Walrus's integration with Sui goes beyond simple record-keeping. Sui becomes the enforcement layer that makes storage obligations real and verifiable.

Space reservation begins on-chain. A client wanting to store data first allocates storage capacity through a Sui smart contract. The contract debits the client's account and creates an on-chain object representing reserved space—a cryptographic right to store X bytes until time T. This object is the client's proof of prepaid storage.

When the client writes a blob, the PoA is linked to the storage reservation.

The Sui contract validates that the blob size doesn't exceed the client's reserved capacity and that the reservation hasn't expired. If checks pass, the reservation object is updated—remaining capacity decreases and the blob's lifetime is locked in.

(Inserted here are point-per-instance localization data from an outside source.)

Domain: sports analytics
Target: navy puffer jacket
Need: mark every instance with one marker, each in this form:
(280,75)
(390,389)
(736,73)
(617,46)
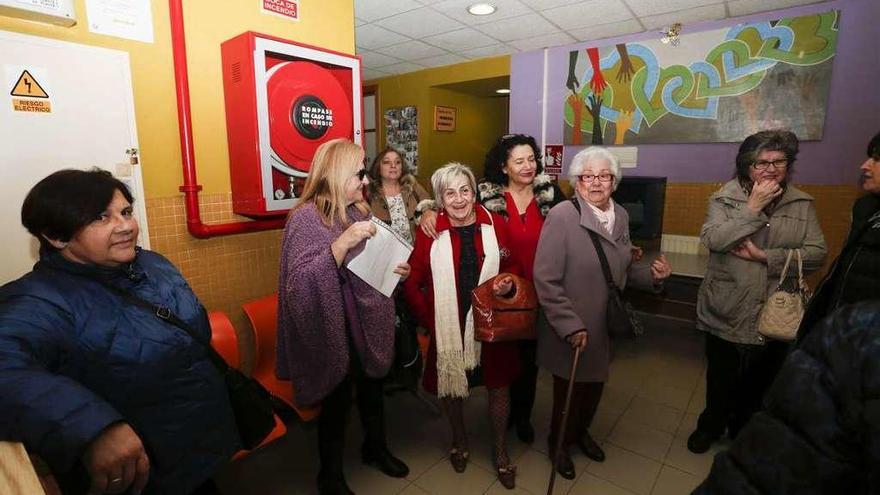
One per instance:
(75,358)
(820,430)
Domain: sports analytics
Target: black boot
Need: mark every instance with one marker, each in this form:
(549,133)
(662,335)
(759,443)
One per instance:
(333,487)
(331,480)
(380,458)
(374,451)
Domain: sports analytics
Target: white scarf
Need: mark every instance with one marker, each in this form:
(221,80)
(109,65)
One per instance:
(457,354)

Validators monitor Sui for valid PoAs. A validator that stores a blob without a corresponding valid PoA faces no economic incentive—they're holding data for which no payment exists. The on-chain contract is the validator's evidence that payment is real and locked.

Enforcement happens through periodic on-chain challenges. Smart contracts query validators: "Do you still have blob X from PoA Y?" If a validator claims to have it but cannot provide cryptographic proof, the contract detects misbehavior and initiates slashing. The validator's stake is seized proportional to the data loss.

This creates alignment. Clients pay upfront through reservations. Validators earn fees only by holding data successfully. The contract ensures payment is real and enforcement is automatic. Storage obligations transform from handshake agreements into on-chain smart contract execution.

Sui doesn't just record storage—it guarantees it.